30      È peraltro alla luce di tale finalità che il Regno dei Paesi Bassi ha esteso siffatta deducibilità ai contribuenti proprietari di un monumento classificato come protetto situato nei Paesi Bassi anche nel caso in cui essi fossero residenti in un altro Stato membro, come risulta dalle osservazioni scritte presentate dal governo olandese.

31      Di conseguenza, il fatto di riservare unicamente ai proprietari di monumenti classificati come protetti ubicati nel territorio nazionale il beneficio di un vantaggio fiscale che si prefigge di salvaguardare il patrimonio culturale e storico dei Paesi Bassi è insito nell’obiettivo perseguito dal legislatore nazionale.
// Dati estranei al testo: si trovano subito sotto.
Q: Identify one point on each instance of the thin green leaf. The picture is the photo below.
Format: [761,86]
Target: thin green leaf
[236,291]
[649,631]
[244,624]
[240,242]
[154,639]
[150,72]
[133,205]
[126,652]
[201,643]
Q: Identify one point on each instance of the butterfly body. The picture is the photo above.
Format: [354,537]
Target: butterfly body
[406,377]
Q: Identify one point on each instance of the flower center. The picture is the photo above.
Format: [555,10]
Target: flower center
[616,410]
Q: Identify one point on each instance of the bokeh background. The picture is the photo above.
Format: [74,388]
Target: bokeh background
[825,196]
32      La differenza di trattamento che ne risulta si applica quindi a categorie di contribuenti rispetto alle quali non si può considerare che si trovino in situazioni oggettivamente comparabili.
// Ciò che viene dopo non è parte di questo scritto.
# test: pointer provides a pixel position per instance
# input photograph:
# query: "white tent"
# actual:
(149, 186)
33      La situazione potrebbe essere diversa soltanto nell’ipotesi in cui il contribuente dimostrasse che il monumento di cui è proprietario, benché situato nel territorio di uno Stato membro diverso dal Regno dei Paesi Bassi, costituisce ciò nondimeno un elemento del patrimonio culturale e storico olandese, e che una circostanza del genere sarebbe tale da renderlo idoneo, se non fosse per la sua extraterritorialità, ad essere oggetto di protezione a titolo della legge olandese sui monumenti storici.
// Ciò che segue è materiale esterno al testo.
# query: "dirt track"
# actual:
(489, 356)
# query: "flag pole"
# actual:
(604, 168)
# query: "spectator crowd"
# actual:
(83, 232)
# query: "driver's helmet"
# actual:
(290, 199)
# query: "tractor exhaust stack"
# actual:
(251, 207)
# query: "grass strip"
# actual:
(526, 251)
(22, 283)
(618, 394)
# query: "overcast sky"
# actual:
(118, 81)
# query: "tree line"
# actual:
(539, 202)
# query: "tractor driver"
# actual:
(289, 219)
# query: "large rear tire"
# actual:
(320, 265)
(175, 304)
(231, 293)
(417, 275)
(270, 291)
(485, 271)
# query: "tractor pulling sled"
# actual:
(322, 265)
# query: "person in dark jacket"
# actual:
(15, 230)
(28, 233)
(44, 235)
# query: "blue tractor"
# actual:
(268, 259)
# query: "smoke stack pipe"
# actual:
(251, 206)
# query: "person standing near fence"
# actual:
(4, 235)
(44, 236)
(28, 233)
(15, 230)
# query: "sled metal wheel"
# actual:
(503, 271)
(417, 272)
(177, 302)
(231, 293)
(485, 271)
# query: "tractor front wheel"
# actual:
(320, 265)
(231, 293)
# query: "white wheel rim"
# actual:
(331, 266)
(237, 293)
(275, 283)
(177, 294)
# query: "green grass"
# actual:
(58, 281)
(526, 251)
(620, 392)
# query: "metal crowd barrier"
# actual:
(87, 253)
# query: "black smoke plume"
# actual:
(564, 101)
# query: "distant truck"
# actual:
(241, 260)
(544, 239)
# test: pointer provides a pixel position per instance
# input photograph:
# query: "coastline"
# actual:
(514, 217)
34      Alla luce delle suesposte considerazioni occorre rispondere alle questioni poste dichiarando che l’articolo 49 TFUE deve essere interpretato nel senso che non osta ad una normativa di uno Stato membro la quale riserva, in nome della protezione del patrimonio culturale e storico nazionale, la deducibilità di spese relative ai monumenti classificati come protetti unicamente ai proprietari di monumenti ubicati nel suo territorio, purché siffatta possibilità sia estesa ai proprietari di monumenti che possono essere collegati al patrimonio culturale e storico di detto Stato membro, benché ubicati nel territorio di un altro Stato membro.

 Sulle spese

35      Nei confronti delle parti nel procedimento principale la presente causa costituisce un incidente sollevato dinanzi al giudice nazionale, cui spetta quindi statuire sulle spese. Le spese sostenute da altri soggetti per presentare osservazioni alla Corte non possono dar luogo a rifusione.

Per questi motivi, la Corte (Seconda Sezione) dichiara:

L’articolo 49 TFUE deve essere interpretato nel senso che non osta ad una normativa di uno Stato membro la quale riserva, in nome della protezione del patrimonio culturale e storico nazionale, la deducibilità di spese relative ai monumenti classificati come protetti unicamente ai proprietari di monumenti ubicati nel suo territorio, purché siffatta possibilità sia estesa ai proprietari di monumenti che possono essere collegati al patrimonio culturale e storico di detto Stato membro, benché ubicati nel territorio di un altro Stato membro.

Firme


* Lingua processuale: il neerlandese.